An Oklahoma inmate who recently lost a legal battle to find out exactly which drugs would be used to kill him died of a heart attack tonight after the state botched his execution.

Convicted murderers Clayton Lockett and Charles Warner were both scheduled to be executed tonight after losing an appeal to force the state to disclose the source of its new, secret lethal injection drug combination.

Lockett, who was convicted of kidnapping, beating, raping, shooting, and burying alive a 19-year-old woman, was scheduled to go first and received the injection at 6:23 pm. Warner, convicted of raping and killing an 11-month-old baby, was to follow at 8 pm.

But things went terribly wrong.

The New York Times rather passively points out that "It did not appear that any of the drugs themselves failed, but rather the method of administration," and even after a doctor declared him to be unconscious, witnesses say Lockett was awake and yelled "man" and "something's wrong."

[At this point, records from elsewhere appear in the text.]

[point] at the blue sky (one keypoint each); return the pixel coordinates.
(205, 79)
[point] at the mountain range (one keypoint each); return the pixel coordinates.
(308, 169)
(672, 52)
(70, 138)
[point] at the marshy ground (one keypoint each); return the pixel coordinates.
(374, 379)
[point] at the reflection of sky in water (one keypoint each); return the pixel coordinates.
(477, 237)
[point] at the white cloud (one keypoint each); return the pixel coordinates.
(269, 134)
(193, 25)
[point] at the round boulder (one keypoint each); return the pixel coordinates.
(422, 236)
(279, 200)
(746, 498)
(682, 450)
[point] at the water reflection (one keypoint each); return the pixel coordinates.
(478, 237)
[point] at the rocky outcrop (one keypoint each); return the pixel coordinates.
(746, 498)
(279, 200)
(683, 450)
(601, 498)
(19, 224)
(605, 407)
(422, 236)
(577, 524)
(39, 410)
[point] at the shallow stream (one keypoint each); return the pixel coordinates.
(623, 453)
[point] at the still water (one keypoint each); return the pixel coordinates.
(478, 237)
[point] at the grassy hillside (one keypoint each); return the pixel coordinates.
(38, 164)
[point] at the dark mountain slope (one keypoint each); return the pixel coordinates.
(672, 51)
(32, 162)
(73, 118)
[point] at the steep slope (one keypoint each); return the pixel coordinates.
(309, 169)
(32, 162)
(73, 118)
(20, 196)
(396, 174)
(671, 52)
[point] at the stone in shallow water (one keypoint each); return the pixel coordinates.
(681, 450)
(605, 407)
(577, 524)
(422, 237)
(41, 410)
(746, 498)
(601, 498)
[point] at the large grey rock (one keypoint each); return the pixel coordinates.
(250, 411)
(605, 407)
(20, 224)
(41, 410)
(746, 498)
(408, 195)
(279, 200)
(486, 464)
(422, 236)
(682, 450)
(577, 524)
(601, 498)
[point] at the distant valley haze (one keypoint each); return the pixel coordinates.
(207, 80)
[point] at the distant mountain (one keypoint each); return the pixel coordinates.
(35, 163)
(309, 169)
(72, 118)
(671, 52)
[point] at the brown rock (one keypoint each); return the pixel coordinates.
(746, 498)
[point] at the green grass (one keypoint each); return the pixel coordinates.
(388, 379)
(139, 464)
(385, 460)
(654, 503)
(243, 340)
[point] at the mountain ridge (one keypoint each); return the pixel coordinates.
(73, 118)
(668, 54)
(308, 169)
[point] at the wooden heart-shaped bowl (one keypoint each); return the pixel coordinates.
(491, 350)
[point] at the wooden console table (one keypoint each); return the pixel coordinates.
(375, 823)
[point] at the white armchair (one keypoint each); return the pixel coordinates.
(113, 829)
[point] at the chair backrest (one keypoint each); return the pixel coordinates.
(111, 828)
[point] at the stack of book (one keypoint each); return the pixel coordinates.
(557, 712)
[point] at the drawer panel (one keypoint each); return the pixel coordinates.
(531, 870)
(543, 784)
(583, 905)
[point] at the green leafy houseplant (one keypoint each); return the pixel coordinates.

Doctors pulled the curtain after he apparently tried to rise up off the table.

Lockett officially died of a heart attack at 7:06 pm. In the meantime, Warner's execution has been stayed for at least 14 days.

According to Mother Jones, Oklahoma quietly procured the experimental cocktail after drug manufacturers stopped producing sodium thiopental, the lethal injection drug of choice, citing moral grounds. [The "black comedy of increasingly desperate attempts" by states to procure execution drugs is also detailed in this December New Yorker piece.]

Both men received a brief stay of execution earlier this year when they sued the state, arguing they were entitled to know the source of the lethal injection drugs that Oklahoma had been secretly preparing.

After the governor challenged the State Supreme Court's ruling for a delay and the legislature started to discuss impeaching the justices, the Oklahoma Supreme Court denied the request, writing:

"The plaintiffs have no more right to the information they requested than if they were being executed in the electric chair, they would have no right to know whether OG&E or PSO were providing the electricity; if they were being hanged, they would have no right to know whether it be cotton or nylon rope; or if they were being executed by firing squad, they would have no right to know whether it be by Winchester or Remington ammunition."

Department of Corrections officials apparently proposed two combinations of different drugs for the executions tonight before deciding on a cocktail of three chemicals—midazolam for anxiety, vecuronium bromide to relax the muscles, and potassium chloride to stop the heart. According to the Times, that combination has been used before in Florida, but with a "much higher dose" of midazolam because the other two drugs are known to cause "agonizing suffocation and pain."

UPDATE 10:25 PM: Oklahoma Governor Mary Fallon has ordered a "full review of Oklahoma's execution procedures."